Wednesday, 10 December 2014

Don't put magicians on pedestals

James Randi
Over the years, magicians like Harry Houdini and James Randi have shown time and again that they have ideal skills for spotting and debunking fraudulent claims of magical abilities and mental powers. In the Telegraph yesterday, though, Will Storr had a go at 'debunking the king of the debunkers', demonstrating that Randi himself, now 87 (according to his article, or 86 according to Wikipedia), was not all he seemed. For me, this was a wonderful example of entirely missing the point.

Storr makes three main accusations. That Randi has at some point been doubtful about the science behind climate change, that he was intolerant to drug users and that he had lied about replicating Rupert Sheldrake's dog experiments, in which Sheldrake claims to have shown that at dog was able to predict when its owner would return home.

The first two, frankly, are hardly worth considering as they are classic type failure errors. Being good at debunking fraudulent psychics does not make you a climate change expert. Why should it? And some perfectly respectable scientists have doubts about some aspects of climate change science. It's the nature of science - it's not a belief system where you have to sign up to everything it says in the big book. As for the attitude to drug users, again, so what? You don't have to be a nice person to be good at your job. So that leaves us with the strange incident of the dog.

It seems likely, if we take Storr's article at face value, that Randi did indeed claim to have replicated an experiment when he hadn't done so. This isn't good. But in a sense it is the inevitable reverse face of the reason that Randi has done his job so well in the first place. Randi has always argued that scientists are not very good at devising tests that prevent those with a stage magician's skills from cheating, or at detecting such cheating in action. What you need, he says, is a magician. And he has proved time and again that he is right. Scientists don't have the expertise of a magician. Well, guess what? Magicians don't have the expertise of a scientist either. Randi isn't a scientist. So why are we surprised when Randi fails to operate in a proper scientific fashion over the Sheldrake business?

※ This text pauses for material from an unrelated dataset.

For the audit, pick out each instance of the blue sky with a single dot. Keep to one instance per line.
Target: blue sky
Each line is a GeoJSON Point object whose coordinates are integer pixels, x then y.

I'm not defending Randi in any way for what he is accused of doing. If true, it was bad science, the kind of thing that gets a scientist kicked out of his job. But it doesn't in any way detract from the useful service Randi has provided over many years in devising tests and pointing out the flaws in scientific studies of ESP and the like. Has Storr shown that Randi is sometimes a liar? Quite possibly - and that's why he's good at his job. All magicians are liars by trade, even if they don't always use words to do it. Deception is their business. Perhaps the problem is the fuzzy nature of Randi's skeptical foundation JREF, which gives the veneer of science to what never really deserved that label.

When I read Storr's article, I got the impression of reading the words of a fan who discovers his idol has feet of clay. The same as those who discover their favourite singer has an unpleasant private life. Or that a Nobel Prize winning scientist had unacceptable views on other topics. Welcome to the real world, Mr Storr.